Co-creator Craig Mazin says that limiting the violence onscreen makes it more significant

"The Last of Us" is an intense drama series, but there are some big differences narratively between the show and the game. One of the biggest aesthetic comparisons happens to be the approach to graphic violence the series depicts when compared to the PlayStation game. In the second part of Sony-Global's "Creator to Creator" program, series creators of "The Last of Us" spoke about how they approached depicting violent content in the television adaptation of the franchise.

Co-creator Craig Mazin described how some of the earliest conversations he had with his creating partner Neil Druckmann revolved around how to show brutality. He explained how violent actions moved the plot forward in the third-person adventure game, but if the same process had been tried in live-action filmmaking, the effect would have been desensitizing to the audience. Mazin added how this makes the violence insignificant when watching an acted and scripted program.

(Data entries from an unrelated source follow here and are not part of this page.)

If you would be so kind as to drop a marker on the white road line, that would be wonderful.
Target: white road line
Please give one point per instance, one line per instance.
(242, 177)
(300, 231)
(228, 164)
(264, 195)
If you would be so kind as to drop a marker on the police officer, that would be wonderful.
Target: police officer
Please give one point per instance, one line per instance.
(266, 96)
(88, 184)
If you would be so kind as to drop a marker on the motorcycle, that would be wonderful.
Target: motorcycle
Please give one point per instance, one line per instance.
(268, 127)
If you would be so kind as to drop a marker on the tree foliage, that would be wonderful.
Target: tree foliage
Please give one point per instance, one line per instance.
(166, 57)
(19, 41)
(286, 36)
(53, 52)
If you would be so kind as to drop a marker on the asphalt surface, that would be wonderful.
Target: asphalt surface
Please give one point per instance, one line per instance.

The showrunner then explained that focusing on the wide range of human elements in both Joel and Ellie was one way in which they made the moments of mayhem more significant. This is seen in Joel's moments of intense rage when he is triggered, which scares his child Sarah (Nico Parker) but activates a sort of shared intensity for rage in Ellie. The creators preferred this morally ambiguous approach to violent behavior, which became more visually significant over the non-stop gore that worked well for the gameplay.